I have captured the renegades.
Of the five original kittens, three were subdued in a timely manner, caught and tamed by food and affection. We gave them away easily fo delighted families
Yet two kittens maintained their independence, growing larger, stronger, and faster. Grandma and I knew that even if we saw them, we couldn’t catch them by our own strength. They were simply too quick. It would take wit to catch them, wit and strategy.
So I bided my time, watching and plotting. The remaining kittens were beautiful, one orange and other a fascinating calico. I was determined to corner them eventually, and so every flick of a brightly-colored tail caught my eye. I or Grandma saw them many times before I managed to take them into custody, often in the early mornings–hunting with their mother–or late evenings–coming to the house to eat the food we leave out.
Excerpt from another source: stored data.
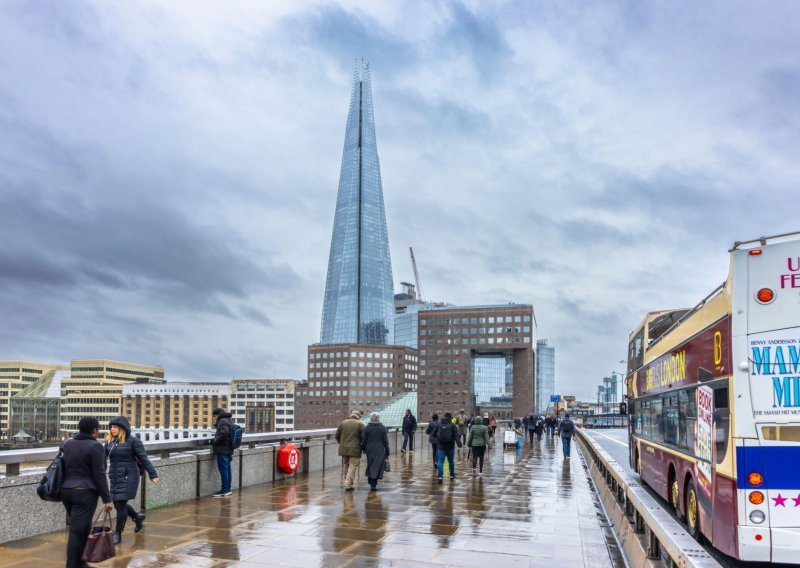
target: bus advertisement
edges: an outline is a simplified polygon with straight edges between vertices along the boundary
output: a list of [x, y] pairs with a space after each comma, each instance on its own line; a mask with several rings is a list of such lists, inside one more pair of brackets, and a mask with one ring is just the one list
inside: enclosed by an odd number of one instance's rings
[[631, 333], [630, 460], [696, 538], [800, 553], [800, 233], [738, 242], [728, 278]]

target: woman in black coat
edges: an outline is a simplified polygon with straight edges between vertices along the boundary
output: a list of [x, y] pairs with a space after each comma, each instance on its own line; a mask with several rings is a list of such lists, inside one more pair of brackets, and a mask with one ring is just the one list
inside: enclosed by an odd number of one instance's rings
[[147, 458], [142, 441], [136, 436], [131, 436], [131, 425], [124, 416], [117, 416], [109, 423], [106, 455], [110, 462], [108, 479], [111, 481], [111, 500], [117, 510], [117, 525], [113, 540], [114, 544], [119, 544], [128, 517], [136, 523], [133, 532], [142, 530], [144, 513], [137, 513], [136, 509], [128, 504], [128, 501], [136, 498], [136, 493], [139, 491], [139, 477], [143, 470], [147, 470], [150, 481], [156, 484], [158, 473]]
[[369, 415], [369, 423], [361, 432], [361, 451], [367, 454], [367, 480], [372, 491], [378, 489], [378, 480], [383, 479], [384, 462], [389, 459], [389, 434], [381, 424], [377, 412]]

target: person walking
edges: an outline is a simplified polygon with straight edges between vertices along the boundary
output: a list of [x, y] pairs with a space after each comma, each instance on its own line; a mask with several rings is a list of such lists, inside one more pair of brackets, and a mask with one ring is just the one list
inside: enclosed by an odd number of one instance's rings
[[128, 503], [139, 492], [139, 478], [147, 471], [150, 481], [155, 485], [158, 483], [158, 473], [147, 458], [142, 441], [131, 436], [131, 425], [124, 416], [117, 416], [109, 422], [105, 450], [109, 461], [111, 500], [117, 510], [117, 524], [111, 538], [114, 544], [119, 544], [128, 517], [136, 523], [133, 532], [138, 533], [143, 527], [145, 514], [137, 513]]
[[528, 431], [528, 441], [533, 446], [533, 435], [536, 433], [536, 415], [528, 414], [528, 422], [525, 429]]
[[544, 420], [544, 425], [547, 427], [547, 435], [552, 438], [556, 430], [556, 419], [553, 418], [552, 414], [547, 415], [547, 418]]
[[468, 429], [469, 426], [467, 424], [467, 413], [464, 411], [463, 408], [458, 411], [458, 414], [456, 415], [455, 422], [456, 422], [456, 426], [458, 426], [458, 437], [459, 437], [459, 440], [461, 442], [460, 444], [458, 444], [458, 447], [461, 448], [466, 443], [466, 441], [467, 441], [467, 433], [469, 432], [469, 429]]
[[414, 453], [414, 434], [417, 431], [417, 419], [411, 414], [411, 409], [406, 408], [406, 415], [403, 416], [403, 447], [400, 453], [406, 453], [406, 446], [408, 446], [408, 453]]
[[336, 441], [339, 443], [339, 455], [342, 456], [344, 468], [344, 490], [352, 491], [353, 480], [358, 472], [361, 461], [361, 433], [364, 425], [361, 423], [361, 413], [354, 410], [350, 418], [344, 420], [336, 429]]
[[495, 432], [497, 432], [497, 418], [492, 415], [489, 418], [489, 433], [492, 435], [492, 438], [494, 438]]
[[439, 415], [435, 412], [431, 416], [431, 421], [428, 422], [428, 427], [425, 428], [425, 433], [428, 435], [428, 442], [431, 444], [433, 451], [433, 469], [439, 469], [439, 443], [436, 441], [436, 433], [439, 429]]
[[[486, 419], [488, 422], [488, 419]], [[476, 476], [476, 468], [480, 463], [480, 470], [477, 471], [477, 476], [483, 475], [483, 457], [486, 454], [486, 448], [489, 446], [489, 438], [491, 437], [490, 427], [480, 420], [475, 420], [475, 423], [470, 427], [469, 434], [467, 435], [467, 446], [472, 450], [472, 475]]]
[[514, 430], [519, 430], [522, 428], [522, 419], [517, 416], [514, 418]]
[[69, 518], [67, 568], [88, 568], [81, 556], [92, 530], [97, 498], [103, 500], [103, 510], [114, 508], [106, 479], [106, 456], [96, 439], [99, 431], [97, 418], [84, 416], [78, 422], [78, 433], [59, 448], [64, 460], [61, 503]]
[[361, 433], [361, 451], [367, 454], [367, 481], [371, 491], [378, 490], [383, 479], [385, 462], [389, 459], [389, 434], [377, 412], [369, 415], [369, 423]]
[[542, 434], [544, 434], [544, 420], [542, 420], [541, 416], [536, 417], [536, 426], [533, 431], [536, 433], [536, 441], [541, 442]]
[[214, 455], [217, 456], [217, 469], [219, 470], [222, 487], [211, 496], [230, 497], [231, 482], [233, 480], [233, 476], [231, 475], [231, 461], [233, 460], [231, 431], [233, 430], [233, 420], [231, 420], [231, 413], [223, 408], [215, 408], [212, 412], [212, 416], [217, 431], [214, 433], [214, 440], [211, 442], [211, 447], [214, 449]]
[[569, 419], [569, 414], [564, 414], [564, 418], [558, 424], [558, 433], [561, 435], [561, 448], [564, 451], [564, 459], [569, 459], [570, 443], [572, 436], [575, 435], [575, 423]]
[[450, 479], [456, 478], [455, 447], [462, 447], [461, 435], [458, 426], [453, 424], [453, 416], [449, 412], [444, 413], [444, 419], [436, 430], [436, 444], [438, 454], [436, 457], [437, 472], [439, 483], [444, 479], [444, 460], [447, 459], [450, 465]]

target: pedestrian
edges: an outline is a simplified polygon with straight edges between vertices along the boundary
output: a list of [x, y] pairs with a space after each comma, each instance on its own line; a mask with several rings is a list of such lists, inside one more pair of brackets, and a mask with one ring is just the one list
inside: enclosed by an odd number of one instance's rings
[[556, 429], [556, 419], [553, 418], [552, 414], [547, 415], [547, 418], [544, 420], [544, 425], [547, 427], [547, 435], [552, 438]]
[[111, 500], [117, 510], [117, 524], [111, 537], [114, 544], [122, 542], [122, 531], [128, 517], [136, 523], [133, 532], [142, 530], [145, 514], [137, 513], [128, 501], [139, 492], [139, 478], [147, 472], [153, 485], [158, 483], [158, 473], [147, 457], [144, 444], [131, 436], [131, 425], [124, 416], [112, 418], [108, 426], [105, 445], [108, 456], [108, 479], [111, 482]]
[[459, 436], [459, 439], [461, 441], [461, 443], [458, 445], [458, 447], [461, 448], [466, 443], [466, 441], [467, 441], [467, 433], [469, 432], [469, 429], [468, 429], [469, 426], [467, 424], [467, 413], [463, 408], [458, 411], [458, 414], [456, 415], [456, 418], [455, 418], [455, 423], [456, 423], [456, 426], [458, 426], [458, 436]]
[[453, 416], [449, 412], [444, 413], [444, 421], [439, 425], [436, 431], [436, 443], [438, 445], [438, 455], [436, 459], [439, 483], [444, 479], [445, 459], [447, 459], [450, 465], [450, 479], [454, 480], [456, 478], [456, 462], [454, 460], [455, 446], [458, 444], [460, 448], [463, 444], [461, 443], [461, 435], [458, 426], [453, 424]]
[[369, 423], [361, 432], [361, 451], [367, 454], [367, 481], [371, 491], [378, 490], [378, 480], [383, 479], [386, 460], [389, 459], [389, 434], [381, 424], [377, 412], [369, 415]]
[[425, 429], [425, 433], [428, 435], [428, 442], [431, 444], [431, 450], [433, 451], [433, 469], [439, 469], [439, 444], [436, 441], [436, 434], [439, 429], [439, 415], [435, 412], [433, 416], [431, 416], [431, 421], [428, 422], [428, 427]]
[[572, 436], [575, 435], [575, 423], [569, 419], [569, 414], [564, 414], [564, 418], [558, 424], [558, 433], [561, 435], [561, 448], [564, 451], [564, 459], [569, 459], [569, 446]]
[[522, 428], [522, 420], [520, 419], [519, 416], [517, 416], [516, 418], [514, 418], [514, 430], [519, 430], [521, 428]]
[[536, 433], [536, 415], [535, 414], [528, 414], [527, 418], [527, 426], [525, 429], [528, 431], [528, 441], [530, 442], [531, 446], [533, 445], [533, 435]]
[[[486, 421], [488, 422], [488, 418]], [[477, 476], [483, 475], [483, 456], [486, 454], [486, 448], [489, 446], [489, 438], [491, 430], [489, 426], [475, 420], [475, 423], [470, 427], [469, 434], [467, 435], [467, 446], [472, 450], [472, 475], [476, 476], [476, 468], [480, 463], [480, 470], [477, 471]]]
[[533, 429], [536, 432], [536, 441], [542, 441], [542, 434], [544, 434], [544, 420], [542, 420], [541, 416], [536, 417], [536, 427]]
[[98, 496], [103, 500], [104, 511], [114, 508], [106, 479], [106, 455], [96, 439], [99, 431], [97, 418], [84, 416], [78, 422], [78, 433], [59, 448], [64, 460], [61, 502], [69, 519], [67, 568], [88, 567], [81, 556], [92, 530]]
[[411, 409], [406, 408], [406, 415], [403, 416], [403, 447], [400, 453], [406, 453], [406, 445], [408, 445], [408, 453], [414, 453], [414, 433], [417, 431], [417, 419], [411, 414]]
[[494, 438], [494, 433], [497, 431], [497, 418], [494, 417], [494, 414], [489, 418], [489, 430]]
[[212, 497], [230, 497], [231, 496], [231, 482], [233, 476], [231, 474], [231, 461], [233, 460], [233, 441], [231, 440], [231, 432], [233, 430], [233, 420], [231, 420], [231, 413], [224, 408], [215, 408], [212, 412], [214, 417], [214, 426], [217, 431], [214, 433], [214, 440], [211, 442], [211, 447], [214, 449], [214, 455], [217, 456], [217, 469], [219, 469], [219, 477], [222, 487]]
[[342, 421], [336, 429], [336, 441], [339, 443], [339, 455], [342, 456], [344, 474], [344, 490], [352, 491], [353, 480], [358, 473], [358, 464], [361, 461], [361, 433], [364, 425], [361, 423], [361, 413], [354, 410], [350, 418]]

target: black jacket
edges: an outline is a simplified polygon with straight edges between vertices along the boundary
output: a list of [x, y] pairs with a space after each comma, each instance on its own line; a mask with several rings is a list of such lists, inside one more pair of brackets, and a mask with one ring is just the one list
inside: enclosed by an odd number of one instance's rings
[[439, 430], [439, 421], [431, 420], [428, 422], [428, 427], [425, 428], [425, 433], [428, 435], [428, 442], [431, 444], [438, 444], [436, 441], [436, 432]]
[[389, 435], [386, 426], [370, 422], [361, 432], [361, 451], [367, 454], [366, 477], [383, 479], [383, 462], [389, 457]]
[[76, 434], [61, 446], [64, 459], [63, 489], [93, 489], [103, 503], [111, 503], [106, 480], [106, 455], [103, 444], [89, 434]]
[[231, 413], [223, 412], [217, 418], [217, 431], [214, 434], [214, 441], [211, 442], [211, 447], [214, 448], [215, 454], [233, 455], [233, 444], [231, 444], [232, 429]]
[[[439, 432], [443, 428], [451, 428], [453, 430], [453, 441], [452, 442], [441, 442], [441, 441], [439, 441], [439, 438], [438, 438]], [[436, 443], [438, 444], [438, 448], [440, 450], [452, 450], [452, 449], [454, 449], [456, 447], [456, 444], [458, 444], [458, 447], [461, 448], [464, 444], [461, 443], [461, 438], [459, 437], [458, 434], [459, 434], [458, 426], [456, 426], [452, 422], [442, 422], [442, 423], [440, 423], [439, 427], [436, 429], [436, 436], [437, 436]]]
[[417, 419], [414, 415], [403, 416], [403, 434], [413, 434], [417, 430]]
[[156, 468], [147, 458], [144, 444], [136, 436], [131, 436], [131, 426], [124, 416], [117, 416], [109, 422], [110, 426], [119, 426], [125, 430], [125, 443], [110, 442], [106, 444], [109, 468], [108, 479], [111, 481], [111, 500], [130, 501], [139, 491], [139, 466], [136, 460], [147, 470], [150, 479], [158, 477]]

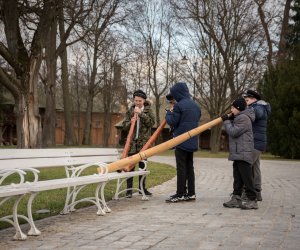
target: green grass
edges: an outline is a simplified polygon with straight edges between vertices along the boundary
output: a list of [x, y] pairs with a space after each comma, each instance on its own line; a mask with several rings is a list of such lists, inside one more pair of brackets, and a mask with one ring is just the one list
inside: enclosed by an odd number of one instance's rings
[[[211, 153], [209, 150], [200, 150], [194, 153], [194, 157], [199, 158], [228, 158], [229, 152], [220, 151], [219, 153]], [[173, 150], [167, 150], [161, 154], [160, 156], [174, 156]], [[263, 153], [261, 155], [261, 159], [263, 160], [286, 160], [279, 156], [272, 155], [270, 153]]]
[[[147, 181], [146, 181], [147, 188], [160, 185], [165, 181], [173, 178], [176, 175], [175, 168], [167, 164], [149, 162], [148, 169], [150, 170], [150, 175], [147, 176]], [[85, 170], [83, 172], [83, 175], [94, 174], [94, 173], [96, 173], [96, 167]], [[63, 167], [47, 168], [47, 169], [41, 169], [39, 180], [65, 178], [65, 176], [66, 174]], [[28, 176], [26, 176], [26, 180], [28, 181], [33, 180], [33, 175], [28, 174]], [[18, 183], [18, 177], [11, 176], [3, 184], [7, 184], [11, 182]], [[81, 190], [81, 192], [78, 195], [78, 198], [93, 196], [96, 186], [97, 186], [96, 184], [86, 186], [83, 190]], [[138, 186], [138, 177], [134, 178], [134, 186], [135, 187]], [[116, 189], [116, 180], [108, 182], [108, 184], [105, 187], [106, 201], [112, 199], [115, 193], [115, 189]], [[34, 220], [39, 220], [45, 217], [59, 214], [64, 207], [66, 193], [67, 193], [66, 188], [39, 193], [34, 199], [34, 202], [32, 204], [32, 212], [33, 212]], [[26, 195], [21, 200], [18, 209], [19, 214], [26, 214], [26, 204], [28, 198], [29, 195]], [[3, 204], [0, 207], [0, 218], [12, 213], [13, 201], [14, 199], [12, 198], [11, 200], [7, 201], [5, 204]], [[81, 207], [86, 207], [91, 205], [93, 204], [83, 202], [83, 203], [79, 203], [76, 206], [76, 208], [81, 208]], [[37, 214], [36, 211], [41, 209], [50, 210], [50, 213]], [[25, 221], [20, 220], [20, 222], [24, 223]], [[0, 222], [0, 229], [7, 228], [9, 226], [11, 226], [9, 223]]]

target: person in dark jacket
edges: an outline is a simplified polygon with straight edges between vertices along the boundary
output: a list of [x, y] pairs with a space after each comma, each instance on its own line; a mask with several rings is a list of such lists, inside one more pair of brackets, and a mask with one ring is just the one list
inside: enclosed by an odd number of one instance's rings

An opportunity finally presented itself. I was reading at the kitchen table when, glancing up, I saw a small yellow cat on the porch. Could it be? It was. I crept to the sliding glass door to see if I could slip out and corner him before he knew what was happening. No such luck. Cats, in general, have incredible hearing and this one was no exception. He turned and stared at me.
I froze and stared back, doing my best not to blink. The plot might’ve worked if Grandma-Cat hadn’t come up to join her child. She knew all my tricks and growled in warning. I’d already taken most of her litter; she wouldn’t make the capture of her remaining progeny easy.
The kitten didn’t see the threat himself, but he trusted his mother and skipped off. I watched from the window and saw him join his sister, the calico, by the basement door. A plan began to form in my mind.
Quickly I ran into the basement, startling Cali, our old calico cat. She moved reproachfully at this disturbance to her evening nap. I ignored her grumpiness and crept behind the door to peek at the kittens which were hopefully still below. Sure enough, they were there, scrounging for food.
I could provide food.
Taking dry cat food, I made a trail from the doorstep into the basement through the barely-open door. The door has a window in its upper half, so I could stand behind it and watch the proceedings. If I could get the kittens into the basement, I could quickly slam the door on them and deal with the situation from there. (Little did I know that these actions would open a whole other can of worms.) The mother cat began to create problems again, though. She could see me through the window, and though I didn’t move, she was (rightly) distrustful. The kittens were unconcerned, however, and I might’ve caught them in that situation if my grandparents hadn’t come outside at that moment, scaring them away.
Their interruption was for the best, though. Cali had eaten part of the food as well–the part that would bring them further into the basement–and was not happy with her fellow diners, growling as they attempted to join her. I took the opportunity to replenish the trail of treats and then retreat to a new waiting post on top of the workbench next to the door. I could sit there with one leg lifted against the door handle, out of sight but ready to close the door as soon as the kittens wandered far enough into the garage.
It was a good place, strategically, but had one flaw: time. I work out, but sitting with one leg parallel to the floor and with nothing to lean against is hard, and cats eat slowly when they’re nervous. I remained in that position for about a quarter of an hour, unable to move but unable to stop my leg from shaking. It was miserable, but I was determined. These renegades had caused enough trouble. I had to catch them.
My patience–and squats!–finally paid off. As soon as the tail of the orange rascal crossed the threshold, I slammed the door shut. The calico kitten sprang down the stairs, into the dark of the true basement, while the tabby hid somewhere below me. I raced off to tell my grandparents the good news: finally, the rascals are contained!
It was a few more days before we could fully capture them. The calico was especially wiley, hiding in the deep dark corners, behind the water heater and cobwebs, but we managed. They’ve yet to be tamed–it takes time to undo three-plus months of wildness–but they’re coming around. The soft food helps.